Тихий океан все еще был скован одним из тех штилей, которые возможны только тогда, когда нет бурь на большом протяжении его поверхности. Ведь половина волнений на море причиняются не местными ветрами, а бурей на далеком расстоянии.

Но сон океана был только мнимым, и тихое озеро, но едва заметной ряби которого скользила шлюпка, разбивалось на берегу Маркизских островов с громом и пеной.

По одну сторону рулевого сидела Эммелина, баюкая свою безобразную, но обожаемую лоскутную куклу. Дик, сидя по другую сторону, свесился над водой и высматривал рыб.

— Отчего вы курите, Падди? — спросила Эммелина, молча наблюдавшая за старым другом в течение нескольких минут.

— Чтобы на душе было легче, — объяснил Падди.

Он сидел, откинувшись назад и зажмурив один глаз, устремил другой на парус.
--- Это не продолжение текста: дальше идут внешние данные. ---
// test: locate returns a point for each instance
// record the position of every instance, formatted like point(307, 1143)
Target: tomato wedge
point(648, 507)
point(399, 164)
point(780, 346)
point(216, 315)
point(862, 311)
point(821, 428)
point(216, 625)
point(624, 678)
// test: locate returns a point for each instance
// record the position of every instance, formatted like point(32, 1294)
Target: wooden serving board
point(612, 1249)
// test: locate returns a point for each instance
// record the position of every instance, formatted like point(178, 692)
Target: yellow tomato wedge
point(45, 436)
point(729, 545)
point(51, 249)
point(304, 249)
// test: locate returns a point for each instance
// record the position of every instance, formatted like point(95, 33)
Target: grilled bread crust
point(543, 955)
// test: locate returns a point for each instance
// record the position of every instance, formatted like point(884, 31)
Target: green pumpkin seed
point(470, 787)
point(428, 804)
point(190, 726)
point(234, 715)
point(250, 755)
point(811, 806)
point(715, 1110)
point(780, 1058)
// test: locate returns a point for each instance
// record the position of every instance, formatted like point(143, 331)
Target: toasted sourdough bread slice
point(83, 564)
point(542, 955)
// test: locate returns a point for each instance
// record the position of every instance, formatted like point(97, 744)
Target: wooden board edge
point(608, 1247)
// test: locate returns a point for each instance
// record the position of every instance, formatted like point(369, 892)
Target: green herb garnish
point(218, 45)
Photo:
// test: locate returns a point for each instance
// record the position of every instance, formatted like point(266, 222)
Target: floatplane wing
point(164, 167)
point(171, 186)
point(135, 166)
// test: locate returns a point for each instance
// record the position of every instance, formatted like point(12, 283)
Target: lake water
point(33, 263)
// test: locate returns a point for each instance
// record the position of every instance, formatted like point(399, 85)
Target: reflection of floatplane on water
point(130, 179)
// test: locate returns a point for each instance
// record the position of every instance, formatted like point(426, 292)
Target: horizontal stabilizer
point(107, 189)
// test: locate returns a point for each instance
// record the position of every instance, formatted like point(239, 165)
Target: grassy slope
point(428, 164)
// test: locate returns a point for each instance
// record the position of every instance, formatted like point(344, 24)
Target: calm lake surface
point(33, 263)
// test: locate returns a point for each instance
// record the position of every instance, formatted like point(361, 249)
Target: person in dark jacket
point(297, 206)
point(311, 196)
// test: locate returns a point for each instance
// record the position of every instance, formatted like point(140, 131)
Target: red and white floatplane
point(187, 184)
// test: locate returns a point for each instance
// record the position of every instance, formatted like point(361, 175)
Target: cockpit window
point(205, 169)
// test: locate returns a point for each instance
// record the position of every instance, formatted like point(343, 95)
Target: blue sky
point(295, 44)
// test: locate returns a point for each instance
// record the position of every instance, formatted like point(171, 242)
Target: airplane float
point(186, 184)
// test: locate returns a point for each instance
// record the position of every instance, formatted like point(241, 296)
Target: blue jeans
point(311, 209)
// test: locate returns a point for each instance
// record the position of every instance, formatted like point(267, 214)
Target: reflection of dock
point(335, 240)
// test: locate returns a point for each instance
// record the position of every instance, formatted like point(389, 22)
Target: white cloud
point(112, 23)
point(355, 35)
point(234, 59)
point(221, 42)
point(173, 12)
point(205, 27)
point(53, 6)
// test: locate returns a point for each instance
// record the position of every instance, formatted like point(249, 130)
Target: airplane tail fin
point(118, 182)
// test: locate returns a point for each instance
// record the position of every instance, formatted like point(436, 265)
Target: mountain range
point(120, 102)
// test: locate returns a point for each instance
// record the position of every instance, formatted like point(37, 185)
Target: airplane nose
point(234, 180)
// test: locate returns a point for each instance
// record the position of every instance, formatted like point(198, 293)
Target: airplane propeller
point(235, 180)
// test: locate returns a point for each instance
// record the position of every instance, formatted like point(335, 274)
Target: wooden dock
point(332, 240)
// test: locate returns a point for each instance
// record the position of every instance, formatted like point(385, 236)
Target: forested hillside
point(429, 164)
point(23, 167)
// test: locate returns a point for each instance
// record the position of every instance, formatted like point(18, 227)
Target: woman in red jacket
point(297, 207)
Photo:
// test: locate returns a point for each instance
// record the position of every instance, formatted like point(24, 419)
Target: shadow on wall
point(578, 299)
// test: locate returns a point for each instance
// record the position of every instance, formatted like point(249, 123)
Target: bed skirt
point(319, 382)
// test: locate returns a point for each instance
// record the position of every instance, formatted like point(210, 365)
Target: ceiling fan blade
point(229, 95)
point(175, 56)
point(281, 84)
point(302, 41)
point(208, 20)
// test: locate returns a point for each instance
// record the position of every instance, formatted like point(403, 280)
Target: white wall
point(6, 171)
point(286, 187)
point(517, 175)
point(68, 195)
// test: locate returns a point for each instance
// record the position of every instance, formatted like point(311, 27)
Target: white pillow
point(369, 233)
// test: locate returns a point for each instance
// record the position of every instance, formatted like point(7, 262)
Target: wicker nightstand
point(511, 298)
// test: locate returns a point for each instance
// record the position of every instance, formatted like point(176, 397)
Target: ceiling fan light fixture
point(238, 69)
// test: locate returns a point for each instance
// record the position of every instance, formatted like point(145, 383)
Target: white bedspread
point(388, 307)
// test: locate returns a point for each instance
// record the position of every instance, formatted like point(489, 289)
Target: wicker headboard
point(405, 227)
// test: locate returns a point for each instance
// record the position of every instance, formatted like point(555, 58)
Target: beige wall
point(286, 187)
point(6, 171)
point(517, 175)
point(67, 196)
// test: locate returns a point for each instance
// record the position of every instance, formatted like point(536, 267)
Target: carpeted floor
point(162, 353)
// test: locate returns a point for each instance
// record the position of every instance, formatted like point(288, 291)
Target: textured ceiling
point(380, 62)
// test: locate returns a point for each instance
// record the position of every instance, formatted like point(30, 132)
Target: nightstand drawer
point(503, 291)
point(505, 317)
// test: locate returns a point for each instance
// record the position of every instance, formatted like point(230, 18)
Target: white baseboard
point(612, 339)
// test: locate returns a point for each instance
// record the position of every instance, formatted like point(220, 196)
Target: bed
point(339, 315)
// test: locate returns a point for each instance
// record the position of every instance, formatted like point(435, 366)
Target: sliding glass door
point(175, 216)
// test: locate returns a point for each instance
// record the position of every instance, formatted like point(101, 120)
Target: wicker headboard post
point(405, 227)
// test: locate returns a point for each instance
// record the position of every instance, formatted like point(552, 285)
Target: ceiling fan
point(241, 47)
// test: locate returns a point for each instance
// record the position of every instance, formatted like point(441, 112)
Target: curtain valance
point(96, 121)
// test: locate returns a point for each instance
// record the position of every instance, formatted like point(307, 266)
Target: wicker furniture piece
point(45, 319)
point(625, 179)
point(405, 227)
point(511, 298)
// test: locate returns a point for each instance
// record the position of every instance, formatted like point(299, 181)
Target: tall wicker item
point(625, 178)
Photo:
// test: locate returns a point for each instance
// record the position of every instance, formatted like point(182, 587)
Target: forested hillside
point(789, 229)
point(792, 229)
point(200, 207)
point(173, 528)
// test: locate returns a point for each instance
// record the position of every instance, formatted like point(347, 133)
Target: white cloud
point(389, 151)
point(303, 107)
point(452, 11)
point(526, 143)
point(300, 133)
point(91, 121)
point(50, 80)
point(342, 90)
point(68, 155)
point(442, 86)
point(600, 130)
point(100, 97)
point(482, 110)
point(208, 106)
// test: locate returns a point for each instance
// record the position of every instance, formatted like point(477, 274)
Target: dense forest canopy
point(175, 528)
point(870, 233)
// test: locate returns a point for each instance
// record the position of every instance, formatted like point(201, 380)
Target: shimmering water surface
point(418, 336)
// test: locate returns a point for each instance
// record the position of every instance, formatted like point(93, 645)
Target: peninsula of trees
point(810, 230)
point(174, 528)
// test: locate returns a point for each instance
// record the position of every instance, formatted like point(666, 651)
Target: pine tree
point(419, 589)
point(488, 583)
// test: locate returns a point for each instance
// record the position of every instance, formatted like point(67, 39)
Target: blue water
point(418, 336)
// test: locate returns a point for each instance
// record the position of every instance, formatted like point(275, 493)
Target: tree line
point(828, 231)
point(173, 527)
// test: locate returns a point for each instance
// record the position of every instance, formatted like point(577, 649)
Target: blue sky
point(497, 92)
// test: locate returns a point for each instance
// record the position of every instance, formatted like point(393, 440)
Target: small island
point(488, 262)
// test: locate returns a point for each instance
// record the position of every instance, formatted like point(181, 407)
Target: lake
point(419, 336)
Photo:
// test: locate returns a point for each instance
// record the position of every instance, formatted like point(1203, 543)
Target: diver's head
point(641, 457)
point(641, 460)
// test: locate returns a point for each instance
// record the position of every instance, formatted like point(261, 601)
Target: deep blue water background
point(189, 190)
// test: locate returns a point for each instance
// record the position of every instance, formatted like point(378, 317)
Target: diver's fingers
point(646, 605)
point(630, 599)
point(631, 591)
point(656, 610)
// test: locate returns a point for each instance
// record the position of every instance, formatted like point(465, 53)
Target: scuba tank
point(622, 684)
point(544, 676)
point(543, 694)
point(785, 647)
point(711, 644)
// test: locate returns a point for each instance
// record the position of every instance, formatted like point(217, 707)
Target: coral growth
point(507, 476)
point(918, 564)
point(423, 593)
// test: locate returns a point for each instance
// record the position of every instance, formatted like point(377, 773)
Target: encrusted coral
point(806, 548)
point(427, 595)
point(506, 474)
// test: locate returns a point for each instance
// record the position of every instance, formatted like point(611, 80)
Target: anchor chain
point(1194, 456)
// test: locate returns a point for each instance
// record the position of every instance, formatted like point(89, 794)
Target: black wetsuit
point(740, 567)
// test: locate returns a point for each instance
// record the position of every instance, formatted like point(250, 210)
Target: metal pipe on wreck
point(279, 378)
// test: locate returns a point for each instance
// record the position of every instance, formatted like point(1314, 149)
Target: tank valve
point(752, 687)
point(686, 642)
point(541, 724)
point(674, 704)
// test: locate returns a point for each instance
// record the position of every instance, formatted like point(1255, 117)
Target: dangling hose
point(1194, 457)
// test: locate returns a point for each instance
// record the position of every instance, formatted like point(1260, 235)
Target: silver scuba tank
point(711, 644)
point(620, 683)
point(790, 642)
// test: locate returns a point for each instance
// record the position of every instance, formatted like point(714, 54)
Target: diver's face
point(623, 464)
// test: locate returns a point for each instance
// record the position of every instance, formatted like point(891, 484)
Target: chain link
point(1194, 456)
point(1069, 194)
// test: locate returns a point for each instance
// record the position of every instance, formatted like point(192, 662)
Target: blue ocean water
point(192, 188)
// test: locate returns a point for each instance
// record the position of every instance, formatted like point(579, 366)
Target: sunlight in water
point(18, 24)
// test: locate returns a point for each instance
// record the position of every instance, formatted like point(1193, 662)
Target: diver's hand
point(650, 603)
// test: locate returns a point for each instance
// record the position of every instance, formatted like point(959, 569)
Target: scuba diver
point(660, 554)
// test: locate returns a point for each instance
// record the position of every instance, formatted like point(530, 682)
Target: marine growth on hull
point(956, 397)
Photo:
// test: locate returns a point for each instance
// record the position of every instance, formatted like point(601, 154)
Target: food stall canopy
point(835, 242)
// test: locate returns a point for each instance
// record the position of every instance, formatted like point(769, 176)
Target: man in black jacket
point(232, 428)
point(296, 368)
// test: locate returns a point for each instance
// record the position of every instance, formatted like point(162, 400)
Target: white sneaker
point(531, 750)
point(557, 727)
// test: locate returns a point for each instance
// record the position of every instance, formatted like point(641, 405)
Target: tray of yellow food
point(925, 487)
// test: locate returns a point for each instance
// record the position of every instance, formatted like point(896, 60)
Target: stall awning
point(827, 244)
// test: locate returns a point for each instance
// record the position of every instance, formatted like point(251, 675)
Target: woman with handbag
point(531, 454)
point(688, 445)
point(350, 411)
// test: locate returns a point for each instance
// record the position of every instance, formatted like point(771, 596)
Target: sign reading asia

Он чувствовал себя в своей стихии: знай себе, правь рулем и покуривай, в то время как тебя пригревает солнцем и прохлаждает ветерком. Многие на его месте сходили бы с ума от волнения, проклинали бы судьбу, взывали к Богу. Падди — курил.

— Ого-го! — крикнул Дик. — Смотри-ка, Падди!

Из сверкающих волн поднялся альбикор, перекувыркнулся в солнечном воздухе и исчез.

— Это альбикор дает козла. Видывал я их сотни раз. За ним гонятся.

— Кто за ним гонится?

— Кто? объедалы, конечно, кому же еще?

Не успел Дик осведомиться о наружности и правах последних, как стая серебристых стрел пронеслась над шлюпкой и с шипением погрузилась в воду.

— А это летающие рыбы.

— Что ты там толкуешь? Рыбы не могут летать!

— Где же у тебя глаза?

— И за ними тоже гонятся объедалы? — боязливо спросила Эммелина.

— Вовсе не они! Да будет вам расспрашивать, — еще заврешься с вами.

Эммелина, между тем, не забывала о своем сокровище, которое прихватила с собой завернутым в старый платок; она засунула его под скамейку, и то и дело наклонялась посмотреть, цело ли оно.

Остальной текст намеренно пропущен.